Re: Blank Nodes and SPARQL

Seaborne, Andy wrote:

[snipping quite a bit]

> The data provider could have chosen to provide a URI to a graph node.  By
> using a blank node, they are stopping clients directly addressing that
> node in
> the graph.  Maybe there is a reason for that.  There seems to be a tension
> between publisher and consumer of the data here.  Why did the data
> publishers
> choose that data model over, say an rdf:Seq?

This tension is being introduced ex post facto.  The use of bnodes has
always restricted linkability, and not accessibility.
As for why choose lists over a sequence, the answer has to do with
modeling.  It's impossible to express restrictions on an infinite number
of properties in the current ontology languages.


> The working group has decide to postpone the issue of accessing RDF
> collections:
>
> http://lists.w3.org/Archives/Public/public-rdf-dawg-comments/2005Jun/0016.html
>
>
> One of the reasons is because there are non-query ways of addressing the
> matter.  FOAF's approach is inverse functional properties; inference may
> also
> be used.

As I've said before, accessing lists is just one repercussion of not
being able to directly address bnodes.  Not only that, the proposed
solution has little use where order needs to be maintained.

There are also containers other than the RDF sanctified ones.  Take
OWL-S, for instance.  They define a shadow list class at
http://www.daml.org/services/owl-s/1.1/generic/ObjectList.owl
The rdf:member predicate won't help at all in these cases.

It's a separate issue, but you can read about why they had to do this
here: http://www.w3.org/Submission/OWL-S/#AppendixB
It boils down to an OWL-DL syntax issue.

As for inverse functional properties, I've already shown many cases
where bnodes are used as syntax in various rdf based languages.

Even in foaf, there are many cases where either
a) The IFPs just aren't available on a node.
b) The IFPs are not trustworthy (ie, foaf:homepage and LiveJournal)

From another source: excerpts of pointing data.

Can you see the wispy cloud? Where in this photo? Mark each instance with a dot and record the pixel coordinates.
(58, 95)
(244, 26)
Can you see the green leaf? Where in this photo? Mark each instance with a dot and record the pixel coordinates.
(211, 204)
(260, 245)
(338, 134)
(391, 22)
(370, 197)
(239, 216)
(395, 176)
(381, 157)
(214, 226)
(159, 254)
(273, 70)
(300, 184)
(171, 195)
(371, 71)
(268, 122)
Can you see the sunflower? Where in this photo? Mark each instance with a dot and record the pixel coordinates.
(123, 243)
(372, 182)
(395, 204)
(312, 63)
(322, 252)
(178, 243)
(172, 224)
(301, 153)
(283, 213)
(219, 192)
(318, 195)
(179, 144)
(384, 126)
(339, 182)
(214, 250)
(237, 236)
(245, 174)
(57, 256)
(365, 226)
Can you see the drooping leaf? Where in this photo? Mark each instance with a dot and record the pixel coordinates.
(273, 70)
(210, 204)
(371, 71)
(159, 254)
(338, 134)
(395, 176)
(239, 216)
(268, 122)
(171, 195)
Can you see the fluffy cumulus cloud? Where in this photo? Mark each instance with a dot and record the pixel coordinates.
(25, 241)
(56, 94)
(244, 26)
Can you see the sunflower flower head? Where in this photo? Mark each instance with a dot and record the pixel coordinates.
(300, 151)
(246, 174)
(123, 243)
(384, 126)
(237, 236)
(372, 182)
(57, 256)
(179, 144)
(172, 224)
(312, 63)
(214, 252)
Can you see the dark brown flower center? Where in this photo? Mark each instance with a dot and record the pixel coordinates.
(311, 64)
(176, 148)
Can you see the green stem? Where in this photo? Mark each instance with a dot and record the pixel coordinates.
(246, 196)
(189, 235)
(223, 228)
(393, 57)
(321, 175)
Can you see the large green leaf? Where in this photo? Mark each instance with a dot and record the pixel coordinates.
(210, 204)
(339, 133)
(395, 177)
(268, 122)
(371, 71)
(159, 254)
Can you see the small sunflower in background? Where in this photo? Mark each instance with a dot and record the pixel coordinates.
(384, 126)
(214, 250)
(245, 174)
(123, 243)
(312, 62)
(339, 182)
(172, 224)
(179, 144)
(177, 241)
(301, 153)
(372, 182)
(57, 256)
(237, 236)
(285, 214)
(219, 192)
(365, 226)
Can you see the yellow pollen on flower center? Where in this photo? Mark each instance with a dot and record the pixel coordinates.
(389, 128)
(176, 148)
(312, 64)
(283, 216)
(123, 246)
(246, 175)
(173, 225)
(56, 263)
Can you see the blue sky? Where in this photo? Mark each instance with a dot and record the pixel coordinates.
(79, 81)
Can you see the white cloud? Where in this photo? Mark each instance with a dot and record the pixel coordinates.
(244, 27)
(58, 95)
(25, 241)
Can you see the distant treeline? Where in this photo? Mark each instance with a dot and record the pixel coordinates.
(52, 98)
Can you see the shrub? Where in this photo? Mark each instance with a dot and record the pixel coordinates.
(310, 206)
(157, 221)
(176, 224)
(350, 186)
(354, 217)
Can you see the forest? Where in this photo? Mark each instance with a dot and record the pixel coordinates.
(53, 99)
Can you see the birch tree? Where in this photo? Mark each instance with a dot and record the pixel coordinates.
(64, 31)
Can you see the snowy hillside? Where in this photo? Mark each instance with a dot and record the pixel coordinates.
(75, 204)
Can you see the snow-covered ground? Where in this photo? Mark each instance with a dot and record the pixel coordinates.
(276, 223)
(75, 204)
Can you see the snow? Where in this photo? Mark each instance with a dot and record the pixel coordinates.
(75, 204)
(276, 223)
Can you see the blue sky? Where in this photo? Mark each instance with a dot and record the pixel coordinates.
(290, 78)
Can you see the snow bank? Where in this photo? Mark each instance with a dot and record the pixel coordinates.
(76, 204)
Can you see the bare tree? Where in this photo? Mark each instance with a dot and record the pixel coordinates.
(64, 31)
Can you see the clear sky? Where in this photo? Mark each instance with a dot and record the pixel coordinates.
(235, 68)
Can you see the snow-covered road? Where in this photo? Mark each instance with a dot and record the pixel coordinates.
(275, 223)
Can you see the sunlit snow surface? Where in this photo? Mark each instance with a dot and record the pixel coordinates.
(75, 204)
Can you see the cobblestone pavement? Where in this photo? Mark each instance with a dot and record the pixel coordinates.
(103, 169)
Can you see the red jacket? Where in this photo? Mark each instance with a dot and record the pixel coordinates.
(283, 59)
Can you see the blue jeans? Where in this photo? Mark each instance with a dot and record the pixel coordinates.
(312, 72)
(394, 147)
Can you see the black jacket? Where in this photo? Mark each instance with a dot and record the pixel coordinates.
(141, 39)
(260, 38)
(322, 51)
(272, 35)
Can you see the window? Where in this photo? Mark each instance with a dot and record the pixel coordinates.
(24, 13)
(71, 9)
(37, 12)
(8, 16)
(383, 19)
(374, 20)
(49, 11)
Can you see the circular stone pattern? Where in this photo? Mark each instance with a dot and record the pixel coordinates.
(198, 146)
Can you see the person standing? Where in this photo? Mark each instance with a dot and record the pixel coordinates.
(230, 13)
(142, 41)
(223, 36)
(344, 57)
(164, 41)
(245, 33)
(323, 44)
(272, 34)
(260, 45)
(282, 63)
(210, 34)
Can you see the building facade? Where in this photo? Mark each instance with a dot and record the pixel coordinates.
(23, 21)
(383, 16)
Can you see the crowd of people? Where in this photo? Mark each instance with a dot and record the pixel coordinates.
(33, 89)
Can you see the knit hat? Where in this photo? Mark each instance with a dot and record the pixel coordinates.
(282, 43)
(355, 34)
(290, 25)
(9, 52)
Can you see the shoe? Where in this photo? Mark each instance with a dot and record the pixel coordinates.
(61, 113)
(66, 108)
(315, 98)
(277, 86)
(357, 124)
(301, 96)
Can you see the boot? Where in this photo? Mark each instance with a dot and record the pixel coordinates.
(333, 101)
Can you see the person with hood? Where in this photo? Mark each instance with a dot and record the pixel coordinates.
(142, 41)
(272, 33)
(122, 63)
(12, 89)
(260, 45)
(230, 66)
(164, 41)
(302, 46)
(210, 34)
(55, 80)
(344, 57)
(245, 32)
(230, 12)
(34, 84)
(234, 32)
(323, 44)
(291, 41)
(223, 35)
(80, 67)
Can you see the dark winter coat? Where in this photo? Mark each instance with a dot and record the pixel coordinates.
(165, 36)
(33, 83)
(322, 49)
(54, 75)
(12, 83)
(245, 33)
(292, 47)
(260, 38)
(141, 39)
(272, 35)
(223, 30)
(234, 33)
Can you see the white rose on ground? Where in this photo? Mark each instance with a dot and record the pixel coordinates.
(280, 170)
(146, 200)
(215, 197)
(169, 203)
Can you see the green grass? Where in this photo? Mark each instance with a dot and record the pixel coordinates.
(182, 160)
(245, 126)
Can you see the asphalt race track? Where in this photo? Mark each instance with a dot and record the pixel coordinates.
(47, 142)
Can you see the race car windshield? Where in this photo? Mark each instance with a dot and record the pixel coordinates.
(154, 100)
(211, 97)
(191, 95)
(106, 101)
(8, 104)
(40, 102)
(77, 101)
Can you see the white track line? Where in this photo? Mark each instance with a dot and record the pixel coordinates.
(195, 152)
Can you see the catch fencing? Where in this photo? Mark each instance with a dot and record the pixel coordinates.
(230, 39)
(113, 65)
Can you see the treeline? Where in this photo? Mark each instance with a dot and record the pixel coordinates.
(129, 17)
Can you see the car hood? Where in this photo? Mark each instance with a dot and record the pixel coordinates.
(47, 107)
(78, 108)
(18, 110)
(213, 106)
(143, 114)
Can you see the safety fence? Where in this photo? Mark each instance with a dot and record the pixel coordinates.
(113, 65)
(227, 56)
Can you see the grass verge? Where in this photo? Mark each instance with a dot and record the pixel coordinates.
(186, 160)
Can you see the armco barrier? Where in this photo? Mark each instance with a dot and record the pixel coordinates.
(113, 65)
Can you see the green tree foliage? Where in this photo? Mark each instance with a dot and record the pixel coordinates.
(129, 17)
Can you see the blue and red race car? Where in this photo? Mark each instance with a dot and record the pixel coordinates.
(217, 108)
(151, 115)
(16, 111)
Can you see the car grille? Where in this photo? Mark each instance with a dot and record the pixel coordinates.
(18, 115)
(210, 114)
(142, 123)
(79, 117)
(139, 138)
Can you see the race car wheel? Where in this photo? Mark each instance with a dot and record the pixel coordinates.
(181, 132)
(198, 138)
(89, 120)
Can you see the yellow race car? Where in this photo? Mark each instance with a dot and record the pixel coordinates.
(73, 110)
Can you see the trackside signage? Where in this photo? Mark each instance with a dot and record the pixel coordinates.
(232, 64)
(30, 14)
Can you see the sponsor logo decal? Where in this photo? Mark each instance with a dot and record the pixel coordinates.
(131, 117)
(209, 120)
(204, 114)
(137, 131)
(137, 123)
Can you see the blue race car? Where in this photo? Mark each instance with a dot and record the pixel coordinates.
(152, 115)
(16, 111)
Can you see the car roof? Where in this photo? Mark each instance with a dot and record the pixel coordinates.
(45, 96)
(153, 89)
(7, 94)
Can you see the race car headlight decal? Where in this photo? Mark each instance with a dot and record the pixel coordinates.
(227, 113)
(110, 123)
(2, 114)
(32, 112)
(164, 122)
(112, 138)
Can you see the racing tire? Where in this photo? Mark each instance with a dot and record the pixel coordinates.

Inferencing doesn't help in any of these three cases, and actually hurts
in the second part of the last case.  Also, relying on inferencing is
rather painful, because the cases where bnodes are going to hurt worst
are aggregated data sets (search engines).  Adding an inferencing layer
on top of such large stores is going to cost.


> ==== Protocol
>
> RDQL/Jena has had for some while the ability to pass in values for
> variables
> at the start of query execution.  One use of this is to pass in programming
> language level objects, include bNodes, so that the all solutions of the
> query
> have that a fixed value for a variable.  It's a mechanism akin to SQL
> client
> templates but done by naming, not position.
>
> This can be extended to the SPARQL protocol:
>
>        ?query=SELECT...&varX=bNode:xyz&...
>
> Use
>   SELECT ?item ?tail WHERE { ?x rdf:first ?item ; rdf:rest ?tail }
> which becomes at the server:
>   SELECT ?item ?tail WHERE { <bnode(xyz)> rdf:first ?item ; rdf:rest
> ?tail }

Slick and useful beyond the scope of bnodes.
I see several benefits:
a) It's easy for the protocol layer of a sparql server determine for
itself whether and how it allows bnode access
b) Lets you have template queries that don't need to be munged.  There
are a wide variety of apps where it's just easier not to be doing string
substitutions.
c) Provides a limited hook for access control to a sparql store.  The
protocol layer can have a list of valid queries for a given access level
that must string match exactly, but can be parameterized.
d) Provides consistency in selecting bnodes, uris, and literals.
e) It's implementable, if not efficiently, on top of almost sparql query
engine.  Just filter the results on the way out.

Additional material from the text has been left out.